It's coming - 30th wedding anniversay

iVillage Member
Registered: 04-20-2010
It's coming - 30th wedding anniversay
4
Mon, 08-23-2010 - 12:54pm
DD was this past January. I let him back home in May. We have been seeing IC and MC to help us with rebuilding. Things are going well I suppose. It's a process, right? H is trying, but I still am kind of flat where he is concerned. I greatly appreciate his efforts, but I am not in love with him. I do like him again. I am hoping it will come in time. My problem is next month is our 30th wedding anniversary. I am wishing it would just pass without H or anyone acknowledging it. I don't want to celebrate it. I know I am supposed to focus on the man he is now, not the man he was. And I am, but the man I married is the man who hurt me worse than anyone or anything ever did. I haven't yet rehung our wedding photo and can't wear my rings. The process is ongoing and my focus is on moving forward.
I would appreciate any suggestions, comments or just a word from someone who understands.

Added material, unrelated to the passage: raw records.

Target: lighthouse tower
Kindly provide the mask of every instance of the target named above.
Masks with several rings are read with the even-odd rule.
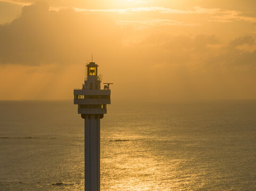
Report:
[[[101,89],[101,77],[98,66],[90,62],[82,89],[74,90],[74,104],[85,119],[85,190],[99,191],[100,188],[100,119],[106,114],[110,104],[109,84]]]

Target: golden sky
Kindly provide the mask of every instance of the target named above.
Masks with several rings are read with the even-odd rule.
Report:
[[[256,1],[0,0],[0,100],[256,99]]]

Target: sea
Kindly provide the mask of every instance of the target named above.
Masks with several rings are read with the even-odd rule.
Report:
[[[69,101],[0,102],[0,190],[84,190],[84,124]],[[256,190],[256,100],[112,100],[101,190]]]

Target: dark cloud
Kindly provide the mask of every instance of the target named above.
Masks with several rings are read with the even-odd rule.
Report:
[[[100,15],[70,8],[49,11],[46,2],[37,2],[24,6],[10,24],[0,25],[0,63],[80,63],[94,50],[108,50],[117,31],[114,23]]]

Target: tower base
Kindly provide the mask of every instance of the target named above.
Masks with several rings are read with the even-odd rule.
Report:
[[[82,114],[85,119],[85,190],[100,190],[100,119],[103,115]]]

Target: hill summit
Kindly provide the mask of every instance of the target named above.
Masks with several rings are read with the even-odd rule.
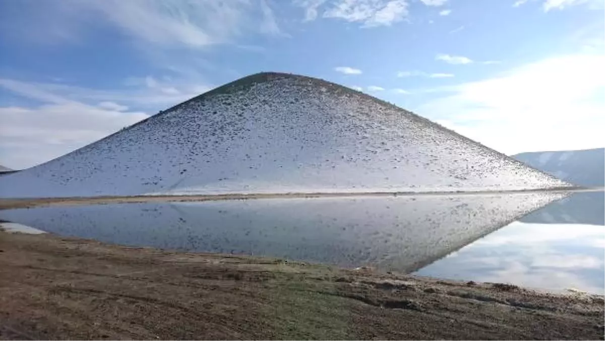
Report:
[[[0,196],[511,190],[567,184],[410,111],[263,73],[45,164]]]

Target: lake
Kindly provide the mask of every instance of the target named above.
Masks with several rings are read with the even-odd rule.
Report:
[[[603,293],[603,208],[602,192],[390,194],[54,206],[0,220],[130,246]]]

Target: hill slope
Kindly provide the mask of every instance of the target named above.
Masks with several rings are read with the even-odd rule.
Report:
[[[574,184],[605,186],[605,148],[523,153],[512,157]]]
[[[36,167],[0,196],[504,190],[565,185],[409,111],[260,73]]]
[[[12,171],[13,170],[9,168],[8,167],[5,167],[4,166],[0,165],[0,173],[4,171]]]

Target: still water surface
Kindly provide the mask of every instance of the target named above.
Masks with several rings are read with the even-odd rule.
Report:
[[[116,204],[0,211],[0,219],[126,245],[605,293],[605,193],[580,193],[553,202],[564,196]]]

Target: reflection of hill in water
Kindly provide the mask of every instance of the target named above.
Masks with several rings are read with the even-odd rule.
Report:
[[[0,218],[60,235],[126,245],[408,271],[561,195],[149,202],[0,211]]]
[[[605,191],[574,194],[528,214],[521,221],[605,225]]]

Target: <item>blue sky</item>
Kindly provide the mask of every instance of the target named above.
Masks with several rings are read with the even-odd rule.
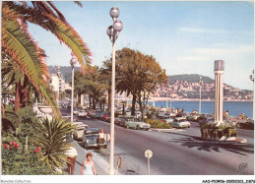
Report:
[[[73,2],[56,1],[70,25],[101,66],[111,55],[106,29],[109,10],[117,6],[123,31],[116,49],[130,47],[153,55],[167,75],[200,74],[214,78],[214,61],[224,60],[224,83],[252,90],[254,13],[250,2]],[[69,66],[70,49],[50,32],[30,25],[32,36],[47,54],[47,65]]]

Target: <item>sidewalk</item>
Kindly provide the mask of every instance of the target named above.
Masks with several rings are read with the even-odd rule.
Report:
[[[76,141],[73,141],[73,145],[77,149],[77,152],[78,152],[74,175],[81,175],[83,162],[87,159],[86,155],[89,152],[87,150],[82,149]],[[93,153],[92,159],[95,161],[96,170],[97,175],[107,175],[107,170],[102,169],[97,164],[96,160],[94,159],[94,153]]]

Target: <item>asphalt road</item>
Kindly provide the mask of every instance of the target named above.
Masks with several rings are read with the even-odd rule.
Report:
[[[67,114],[67,113],[66,113]],[[78,118],[78,117],[77,117]],[[90,127],[99,127],[110,132],[110,124],[96,119],[78,118]],[[114,163],[119,156],[120,174],[148,174],[146,150],[152,150],[150,159],[152,175],[251,175],[254,174],[254,131],[237,130],[237,137],[245,138],[245,144],[219,144],[202,141],[199,126],[191,122],[188,129],[170,132],[131,130],[115,126]],[[109,159],[109,150],[91,151],[103,167]],[[107,165],[108,166],[108,165]]]

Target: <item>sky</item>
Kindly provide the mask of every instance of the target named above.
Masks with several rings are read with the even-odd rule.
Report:
[[[254,69],[254,8],[239,1],[55,1],[68,23],[93,53],[93,64],[101,66],[112,47],[106,29],[112,25],[111,7],[120,10],[123,31],[116,50],[123,47],[153,55],[167,75],[199,74],[214,79],[215,60],[224,60],[224,83],[252,90]],[[50,32],[29,29],[47,54],[47,65],[70,66],[71,51]],[[77,64],[77,66],[79,66]]]

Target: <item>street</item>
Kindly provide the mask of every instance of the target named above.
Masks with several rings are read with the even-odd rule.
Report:
[[[63,111],[64,112],[64,111]],[[65,111],[65,114],[68,114]],[[76,117],[76,116],[75,116]],[[78,118],[91,128],[110,132],[110,124],[91,118]],[[200,139],[199,125],[191,122],[189,129],[169,132],[131,130],[115,126],[114,163],[119,156],[120,174],[146,175],[146,150],[153,151],[150,159],[152,175],[250,175],[254,168],[254,132],[237,129],[237,137],[245,144],[228,144]],[[80,144],[80,143],[79,143]],[[92,150],[108,162],[109,150]],[[95,160],[96,162],[96,160]],[[99,163],[100,166],[100,163]]]

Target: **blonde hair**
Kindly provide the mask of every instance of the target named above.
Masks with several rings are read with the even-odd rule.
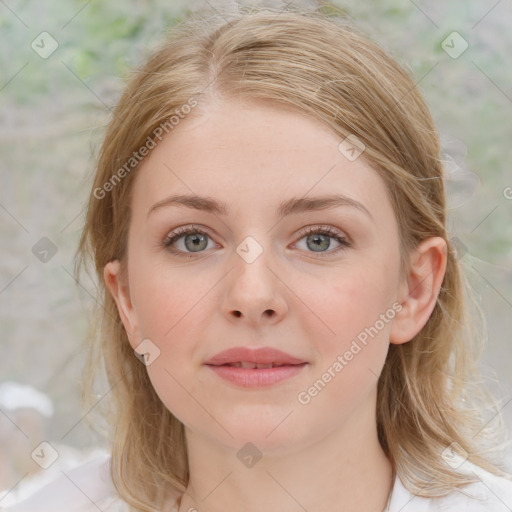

Thanks again for your support.
iVillage Member
Registered: 10-09-2008
Mon, 08-23-2010 - 2:32pm

"It's a process" doesn't mean you should just forget

iVillage Member
Registered: 03-09-2010
Tue, 08-24-2010 - 1:51pm

Imseeking,

I really don't have any advise because i am still raw just like you. My dday was 3/3/10 and I'm still trying to pull myself back together. Like you my H is trying very hard to make amends and live up to his responsibilities as a H and father. Sometimes he is doing a remarkable job, others he's trying too hard and it feels forced.

Like you I have a major anniversary coming up. The big 20, as a matter of fact it's tomorrow. I don't understand how the mind works sometimes. All it wants to do is dwell on the negative. I've always had problems with resentment and this one's a real big one. I'm always questioning his motives, I'm afraid to push him away and tell him I don't believe he wants to stay because then he may leave. What I want is a man to loves me with all his heart, who is concerned about how I feel and most of all to appreciate and be considerate of me. All he wants to do is put it in the past like it never happened. Pretend it didn't happened and go on like before. I can't do that. This whole thing has changed me. I don't like the change at all. I'm looking for that magic something that will transform me into who I know I should be and this whole thing has left me numb, uncaring of the daily routine. I'm unable to find joy anywhere and it is just not me. Where did I go? Will I ever come back?

Well I guess I need to just persevere. We are going away this weekend to celebrate our 20th. Damn if I've been able to find a card!! lol Nothing fits. I wonder if Hallmark has a type of card for the BS? Right now life sucks, but I have to believe it will get better.

Anyway I share your pain, and wish you strength.

CrazyHeart422

Hurts have taught me never to give up loving
Be willing to take another risk and chance, otherwise tomorrow may be empty.

Hurts have taught me never to give up loving Be willing to take another risk and chance, otherwise tomorrow may be empty.
iVillage Member
Registered: 07-18-2010
Sat, 08-28-2010 - 10:20am

Struggling with the similar thing myself...need to think through it.


DDay was Oct 1st...32nd aniversery at end of Oct. October used to be my favorite time of year...now it just replays the worst day of my life. We were at a point where he said he did not want to lose me and wanted to give her up but couldn't. I was a basket case, but hopeful that he would come to his senses...an emotional rollercoaster for both of us. He travels and was out of town on our aniversary...sent me flowers and sent me a sweet note. I found out the next week, he came back early and was with her on that day.

iVillage Member
Registered: 08-31-2009
Mon, 08-30-2010 - 8:38pm

i have been married for a little over 33 years. my husband is a serial cheater, his last nonsense started back in 03, but i did not find out about it until 06. i immediately took my wedding ring off of my left hand and put it on the right. hell, it is huge my more importantly I BOUGHT IT. he, well he never wore one, always had an excuse, lies, all of the excuses were lies. truth be told wearing it would have hampered his image - AS HE WAS TROLLING FOR WOMEN POSING AS A WIDOWER.

i would recommend that you simply sit down with him and talk it out. let him know your honest feelings about the upcoming 'date'. that is what i did - i simply laid it out there, i am simply not able to celebrate a marriage that has been plagued with so many lies. i explained that i i did not have it in me to recognize our commitment to each other when the truth of the matter was HE WAS NOT COMMITTED TO ME. it was evident to me that celebrating would have brought attention to what had occurred and i simply did not want to go there - i was working on turning the mind chatter off - and knew that if i sacrificed my true feelings yet again it would not be good FOR EITHER OF US. and would probably end up hurting us both. initially he balked but then after thinking about it relented. so the days, each year have come and they have gone.

i hope this suggestion helps.

most importantly remember, you are the captain of your ship, do not be pulled into sacrificing yourself for 'a day'. this is not about him, not about the day, but it is about you. in order to heal, you must feel as if you are in control over your life.